Scholler supports his advice with research, suggesting knee injuries in the professional ranks are down from 28 per cent to 6 per cent, “most likely due to the improvements in bike fitting”.
That said, Scholler suggests static fitting still has a place. “For a lot of people, especially if you’re new to cycling, it’s probably good enough.
“How you calculate yours is simply measuring your in-seam. Your saddle height should be around 106 to 109 per cent of this figure.”
To do this, stand barefoot against a wall with a thick book between your legs. Pull the book upwards so it feels almost uncomfortable.
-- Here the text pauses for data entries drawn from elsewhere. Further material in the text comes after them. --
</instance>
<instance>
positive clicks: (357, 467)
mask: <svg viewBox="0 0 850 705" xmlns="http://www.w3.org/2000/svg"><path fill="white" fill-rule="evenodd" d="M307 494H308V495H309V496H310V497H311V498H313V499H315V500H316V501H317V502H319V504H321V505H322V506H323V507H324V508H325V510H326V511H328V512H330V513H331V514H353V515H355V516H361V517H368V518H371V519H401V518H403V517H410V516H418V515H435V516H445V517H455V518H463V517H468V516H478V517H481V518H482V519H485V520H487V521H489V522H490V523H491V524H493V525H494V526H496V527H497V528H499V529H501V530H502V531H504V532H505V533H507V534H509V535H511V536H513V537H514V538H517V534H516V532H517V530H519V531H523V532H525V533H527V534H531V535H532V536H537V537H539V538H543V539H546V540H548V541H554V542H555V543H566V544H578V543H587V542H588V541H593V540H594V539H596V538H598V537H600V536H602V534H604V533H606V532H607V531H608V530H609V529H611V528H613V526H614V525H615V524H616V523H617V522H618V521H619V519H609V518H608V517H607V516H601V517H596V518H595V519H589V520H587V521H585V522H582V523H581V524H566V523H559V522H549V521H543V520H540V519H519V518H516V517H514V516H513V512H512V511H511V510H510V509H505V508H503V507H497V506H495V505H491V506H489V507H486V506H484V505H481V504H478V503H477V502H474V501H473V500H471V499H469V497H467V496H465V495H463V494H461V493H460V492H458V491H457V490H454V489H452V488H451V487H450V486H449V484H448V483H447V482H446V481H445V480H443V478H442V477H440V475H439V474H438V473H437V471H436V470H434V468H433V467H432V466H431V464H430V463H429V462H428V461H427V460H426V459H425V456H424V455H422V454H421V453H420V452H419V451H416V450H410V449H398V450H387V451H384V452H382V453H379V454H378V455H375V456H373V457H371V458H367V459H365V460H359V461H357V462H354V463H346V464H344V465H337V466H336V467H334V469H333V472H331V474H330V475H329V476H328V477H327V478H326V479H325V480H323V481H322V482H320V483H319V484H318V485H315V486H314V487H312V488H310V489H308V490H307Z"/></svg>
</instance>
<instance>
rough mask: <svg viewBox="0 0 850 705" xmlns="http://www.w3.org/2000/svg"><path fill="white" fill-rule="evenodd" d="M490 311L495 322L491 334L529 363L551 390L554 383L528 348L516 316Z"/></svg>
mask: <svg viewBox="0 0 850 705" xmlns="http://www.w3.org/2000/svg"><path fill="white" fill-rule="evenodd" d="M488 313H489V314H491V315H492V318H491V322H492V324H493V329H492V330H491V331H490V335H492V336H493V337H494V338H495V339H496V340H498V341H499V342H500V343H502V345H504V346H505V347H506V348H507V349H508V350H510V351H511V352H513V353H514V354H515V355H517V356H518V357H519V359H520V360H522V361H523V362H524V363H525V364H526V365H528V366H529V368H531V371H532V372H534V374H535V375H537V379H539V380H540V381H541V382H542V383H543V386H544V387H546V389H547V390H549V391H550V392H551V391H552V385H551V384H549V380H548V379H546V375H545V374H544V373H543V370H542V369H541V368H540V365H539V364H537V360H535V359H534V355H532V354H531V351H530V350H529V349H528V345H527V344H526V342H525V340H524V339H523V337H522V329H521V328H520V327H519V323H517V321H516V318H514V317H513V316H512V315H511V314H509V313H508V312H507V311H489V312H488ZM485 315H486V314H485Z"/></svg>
Spin around and mark the top of the book on the wall. This is your in-seam. Now measure this distance to the floor, multiply by 1.06 and you have your saddle height, which you can play around with when out riding. It’s an old-school solution that still has its place in the modern world.
If you’re interested in other techniques for determining the correct saddle height for you, check out our full in-depth guide.
This was the seventh edition of the Science & Cycling Conference, which was first held prior to the 2014 Tour de France in Leeds, Yorkshire.
It’s a meeting place for experts in the field of cycling to share their latest research and for companies to give demonstrations of their products. Dates for the 2022 edition have yet to be confirmed.